Depuis quelques semaines, le Secrétaire d’État à l’asile et la migration met en place différentes mesures visant clairement à dissuader les Irakiens de venir demander l’asile en Belgique. Pour le CIRÉ, cela revient à les détourner de l’exercice de leur droit d’asile. Et ceci n’est pas acceptable. Découvrez le communiqué de presse du CIRÉ du 8 octobre 2015.

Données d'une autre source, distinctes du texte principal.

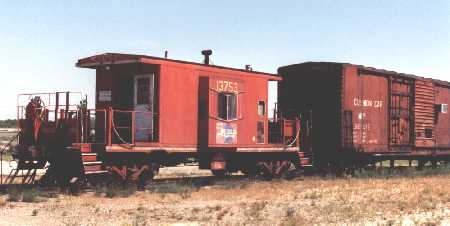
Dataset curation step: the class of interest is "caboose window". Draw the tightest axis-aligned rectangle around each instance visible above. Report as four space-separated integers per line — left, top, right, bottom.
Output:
258 100 266 116
217 93 237 120
136 77 150 104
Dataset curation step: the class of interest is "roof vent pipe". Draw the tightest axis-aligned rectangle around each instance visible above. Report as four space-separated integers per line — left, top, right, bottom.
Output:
202 49 212 64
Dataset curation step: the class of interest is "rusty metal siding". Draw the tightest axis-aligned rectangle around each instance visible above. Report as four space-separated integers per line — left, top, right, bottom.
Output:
435 86 450 147
343 66 388 152
414 79 436 147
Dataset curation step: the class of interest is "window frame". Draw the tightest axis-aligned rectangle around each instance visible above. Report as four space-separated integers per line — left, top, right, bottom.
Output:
217 92 239 121
256 100 267 117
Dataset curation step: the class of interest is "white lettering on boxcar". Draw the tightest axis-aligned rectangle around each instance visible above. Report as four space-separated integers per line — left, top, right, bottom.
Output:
353 98 383 108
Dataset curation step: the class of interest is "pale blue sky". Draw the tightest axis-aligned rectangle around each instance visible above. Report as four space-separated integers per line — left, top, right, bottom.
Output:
0 0 450 119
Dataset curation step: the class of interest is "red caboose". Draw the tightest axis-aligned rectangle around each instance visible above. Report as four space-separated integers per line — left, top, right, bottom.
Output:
67 51 300 182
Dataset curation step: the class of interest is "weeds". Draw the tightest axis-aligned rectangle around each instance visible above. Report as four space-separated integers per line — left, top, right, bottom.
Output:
305 191 322 199
104 185 137 198
247 201 268 220
8 187 22 202
149 183 200 199
22 189 39 202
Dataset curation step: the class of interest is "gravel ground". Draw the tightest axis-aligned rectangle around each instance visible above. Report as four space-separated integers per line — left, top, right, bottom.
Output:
0 167 450 225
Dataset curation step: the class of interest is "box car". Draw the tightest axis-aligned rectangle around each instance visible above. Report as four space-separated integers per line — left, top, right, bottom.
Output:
278 62 450 168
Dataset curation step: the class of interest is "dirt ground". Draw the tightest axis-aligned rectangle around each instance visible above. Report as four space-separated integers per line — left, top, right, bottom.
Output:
0 166 450 225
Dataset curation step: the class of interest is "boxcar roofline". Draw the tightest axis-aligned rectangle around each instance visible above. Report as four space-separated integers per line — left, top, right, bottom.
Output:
279 61 450 88
75 53 282 81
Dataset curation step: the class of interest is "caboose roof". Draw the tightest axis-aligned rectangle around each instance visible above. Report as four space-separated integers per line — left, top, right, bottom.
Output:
279 62 450 87
75 53 281 81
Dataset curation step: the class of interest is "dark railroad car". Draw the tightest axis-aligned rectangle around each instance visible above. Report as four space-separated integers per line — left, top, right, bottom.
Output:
278 62 450 167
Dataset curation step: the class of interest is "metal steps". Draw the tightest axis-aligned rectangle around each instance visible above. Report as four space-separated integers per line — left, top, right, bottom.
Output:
79 147 108 175
298 152 313 168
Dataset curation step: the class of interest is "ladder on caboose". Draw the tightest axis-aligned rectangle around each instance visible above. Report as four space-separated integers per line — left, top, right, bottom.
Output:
4 160 46 185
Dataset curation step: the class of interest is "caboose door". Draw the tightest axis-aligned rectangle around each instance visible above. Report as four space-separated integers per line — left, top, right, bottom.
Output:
134 74 155 142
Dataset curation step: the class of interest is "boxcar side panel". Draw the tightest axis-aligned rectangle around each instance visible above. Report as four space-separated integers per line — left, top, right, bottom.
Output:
435 86 450 147
343 66 388 152
414 79 436 147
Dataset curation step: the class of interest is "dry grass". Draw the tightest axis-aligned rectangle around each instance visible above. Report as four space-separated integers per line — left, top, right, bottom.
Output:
0 165 450 225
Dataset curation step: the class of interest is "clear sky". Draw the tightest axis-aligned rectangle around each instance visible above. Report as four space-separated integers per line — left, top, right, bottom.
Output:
0 0 450 119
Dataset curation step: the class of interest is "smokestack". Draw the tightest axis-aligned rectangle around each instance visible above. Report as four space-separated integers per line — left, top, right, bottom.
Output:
202 49 212 64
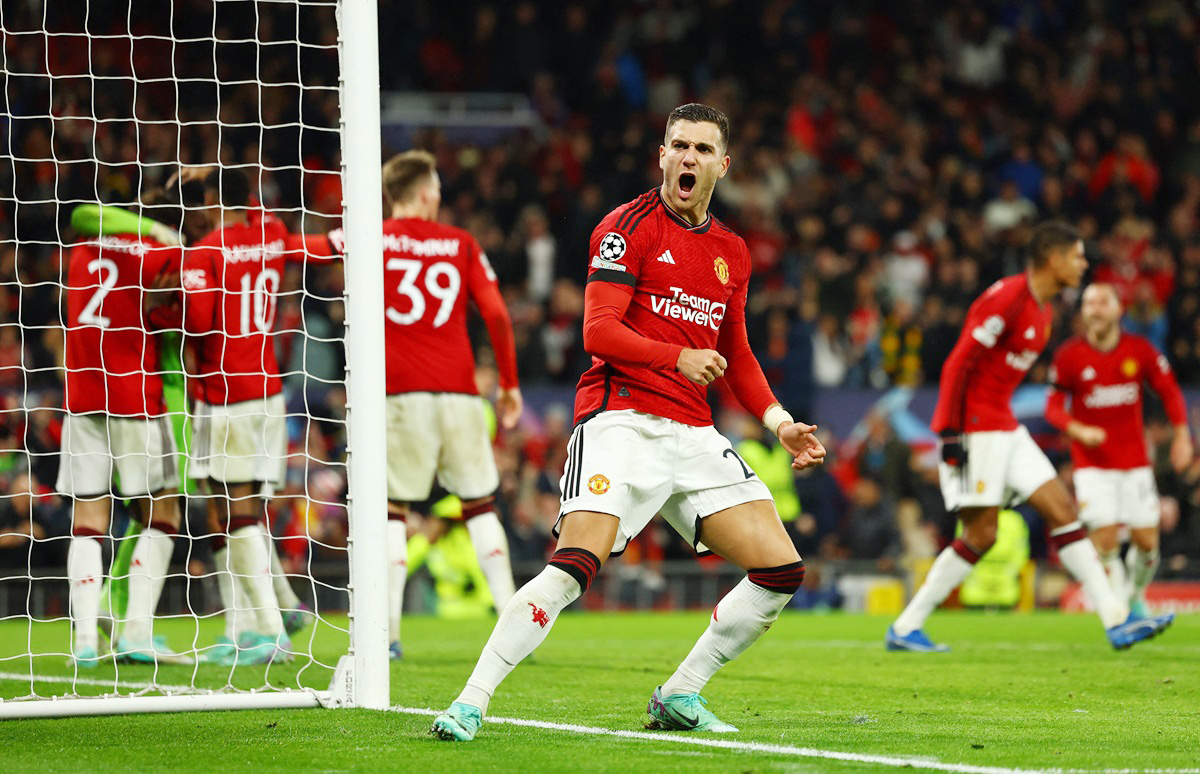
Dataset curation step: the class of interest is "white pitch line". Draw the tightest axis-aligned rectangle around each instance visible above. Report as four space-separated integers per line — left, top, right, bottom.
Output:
391 707 1200 774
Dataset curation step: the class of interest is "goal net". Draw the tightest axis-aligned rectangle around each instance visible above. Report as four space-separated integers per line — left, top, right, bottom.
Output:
0 0 388 719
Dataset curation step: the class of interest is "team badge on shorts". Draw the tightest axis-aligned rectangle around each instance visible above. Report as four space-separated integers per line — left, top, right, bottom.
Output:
600 232 625 260
588 473 610 494
713 256 730 284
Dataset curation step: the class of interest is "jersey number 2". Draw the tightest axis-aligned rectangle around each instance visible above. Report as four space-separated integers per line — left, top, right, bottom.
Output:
386 258 462 328
721 449 754 479
79 258 116 328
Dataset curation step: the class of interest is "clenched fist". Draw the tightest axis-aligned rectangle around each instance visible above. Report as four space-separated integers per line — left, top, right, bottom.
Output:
676 349 730 384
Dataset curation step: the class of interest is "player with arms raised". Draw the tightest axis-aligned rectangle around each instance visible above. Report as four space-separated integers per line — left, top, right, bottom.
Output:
432 104 824 742
181 168 290 664
887 221 1170 653
56 194 192 667
1046 283 1193 618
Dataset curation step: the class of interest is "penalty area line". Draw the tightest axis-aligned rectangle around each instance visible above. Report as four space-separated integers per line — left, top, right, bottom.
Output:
392 707 1039 774
391 707 1200 774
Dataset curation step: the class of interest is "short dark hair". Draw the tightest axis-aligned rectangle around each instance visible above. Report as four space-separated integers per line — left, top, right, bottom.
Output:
204 167 250 206
383 149 438 204
662 102 730 149
1030 221 1080 269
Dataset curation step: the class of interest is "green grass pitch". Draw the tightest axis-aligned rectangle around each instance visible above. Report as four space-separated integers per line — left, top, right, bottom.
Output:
0 613 1200 774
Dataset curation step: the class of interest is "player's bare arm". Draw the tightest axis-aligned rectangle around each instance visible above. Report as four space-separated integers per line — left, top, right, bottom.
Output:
1067 420 1109 446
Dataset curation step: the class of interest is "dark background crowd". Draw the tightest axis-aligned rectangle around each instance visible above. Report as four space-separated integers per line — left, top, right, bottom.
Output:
0 0 1200 592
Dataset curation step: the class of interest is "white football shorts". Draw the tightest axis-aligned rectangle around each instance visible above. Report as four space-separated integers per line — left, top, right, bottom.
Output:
937 425 1057 511
554 409 772 556
187 392 288 487
1074 467 1160 529
55 414 179 497
388 392 500 503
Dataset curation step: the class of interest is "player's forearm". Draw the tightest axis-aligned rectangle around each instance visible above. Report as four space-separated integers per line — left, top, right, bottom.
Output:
475 286 518 390
583 282 684 371
716 320 779 420
1045 388 1079 438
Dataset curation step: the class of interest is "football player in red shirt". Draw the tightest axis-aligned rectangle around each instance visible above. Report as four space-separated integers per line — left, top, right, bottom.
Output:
886 221 1170 653
292 150 522 659
1046 283 1193 618
56 192 192 667
431 104 824 742
180 168 290 664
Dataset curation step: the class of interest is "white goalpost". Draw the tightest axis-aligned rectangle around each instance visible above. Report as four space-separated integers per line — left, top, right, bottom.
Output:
0 0 390 720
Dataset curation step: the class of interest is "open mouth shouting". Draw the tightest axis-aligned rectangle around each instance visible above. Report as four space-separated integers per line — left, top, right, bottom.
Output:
679 172 696 200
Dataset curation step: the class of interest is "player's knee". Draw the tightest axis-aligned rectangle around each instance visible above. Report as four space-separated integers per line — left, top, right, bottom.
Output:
462 496 496 521
746 559 804 594
548 548 600 594
958 522 998 558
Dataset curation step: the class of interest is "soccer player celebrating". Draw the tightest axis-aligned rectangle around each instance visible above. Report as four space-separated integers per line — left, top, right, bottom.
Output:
431 104 824 742
181 168 290 664
1046 283 1193 618
887 221 1171 652
300 150 522 659
56 193 192 667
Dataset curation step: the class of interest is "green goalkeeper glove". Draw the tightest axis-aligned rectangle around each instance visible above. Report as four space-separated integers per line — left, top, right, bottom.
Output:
71 204 184 246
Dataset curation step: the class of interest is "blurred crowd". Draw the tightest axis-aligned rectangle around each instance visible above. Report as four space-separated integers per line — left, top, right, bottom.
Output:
0 0 1200 580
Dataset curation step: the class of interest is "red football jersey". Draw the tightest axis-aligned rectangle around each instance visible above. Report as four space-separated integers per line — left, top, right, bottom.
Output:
329 217 517 395
932 274 1054 433
181 215 287 404
1046 334 1187 470
66 234 181 418
575 188 750 426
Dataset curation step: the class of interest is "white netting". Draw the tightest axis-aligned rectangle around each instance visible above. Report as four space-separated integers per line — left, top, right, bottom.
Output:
0 0 349 700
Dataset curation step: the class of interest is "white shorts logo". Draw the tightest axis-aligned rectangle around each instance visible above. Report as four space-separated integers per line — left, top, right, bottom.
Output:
600 232 625 260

Depuis le mois de juillet, le nombre de demandeurs d’asile irakiens a sensiblement augmenté en Belgique. Selon les chiffres publiés par le Commissariat général aux réfugiés et aux apatrides (CGRA), ils étaient 2160 à avoir introduit une demande en août, soit 46,7% du total des demandes introduites ce mois-là. Début septembre, le CGRA a annoncé un gel provisoire des notifications de décisions pour les demandes d’asile des Irakiens originaires de Bagdad. L’instance d’asile souhaite prendre le temps de vérifier s’il est toujours justifié d’octroyer d’office le statut de protection subsidiaire aux personnes provenant de cette région.
Dissuasion
Dans ce contexte, le Secrétaire d’État à l’asile et la migration, Theo Francken, a de son côté mis en place différentes mesures visant clairement à dissuader les Irakiens de demander la protection chez nous. Il a fait remettre un document aux Irakiens qui arrivent en Belgique leur indiquant que, s’ils sont passés par un autre pays européen, ils risquent d’être détenus en centre fermé et renvoyés dans ce pays, en vertu du règlement de Dublin. Cette « information » est plus qu’orientée puisqu’en réalité, le transfert vers un autre État n’est pas automatique et nécessite un examen au cas par cas. Détenir un demandeur d’asile simplement parce que l’on présuppose qu’il pourrait être renvoyé vers le premier pays d’entrée en Europe est par ailleurs une pratique illégale, car contraire au règlement Dublin lui-même. Pourtant, l’Office des étrangers a détenu plusieurs Irakiens sur cette base.
Le Secrétaire d’État a également adressé une lettre aux demandeurs d’asile irakiens séjournant déjà dans un centre d’accueil pour leur expliquer que, vu le gel au CGRA, l’issue de leur demande de protection était incertaine. Le tout accompagné d’une brochure encourageant au retour volontaire. Il a par ailleurs lancé une campagne sur Facebook directement adressée aux Irakiens, pour les décourager de venir en Belgique.
Droit d’asile en péril
Oui, il y a pour l’instant un gel de la notification des décisions du CGRA pour les Irakiens originaires de Bagdad concernant l’octroi ou non de la protection subsidiaire. Mais cela ne veut pas dire que les décisions seront négatives et, quoi qu’il en soit, elles seront examinées au cas par cas. Mais surtout, cela ne justifie pas de mener une campagne de dissuasion envers les Irakiens. Avant le gel au CGRA, le taux de protection des Irakiens était de 81,5%. Donc, la Belgique reconnait, malgré l’incertitude actuelle pour les demandeurs d’asile de Bagdad, qu’un grand nombre de ces demandeurs sont en besoin de protection. Ces personnes ont donc de bonnes raisons de demander l’asile chez nous. Les recommandations du Haut Commissariat des Nations Unies pour les réfugiés d’octobre 2014 restent d’ailleurs valables aujourd’hui : elles indiquent clairement qu’il ne doit pas y avoir de renvois forcés vers l’Irak, quelle que soit leur ville de provenance.
Les demandeurs d’asile irakiens, parce qu’ils sont la première nationalité à demander l’asile en Belgique à l’heure actuelle, sont particulièrement visés par le Secrétaire d’État qui confond gestion des flux migratoires et droit d’asile. Tenter de les dissuader de venir en Belgique, en laissant entendre qu’ils n’obtiendront probablement pas de protection, c’est tout simplement mettre en péril le droit d’asile qui repose notamment sur un examen individuel des situations. Et pourtant, le droit d’asile est un droit fondamental pour nos démocraties, et particulièrement dans le contexte international actuel.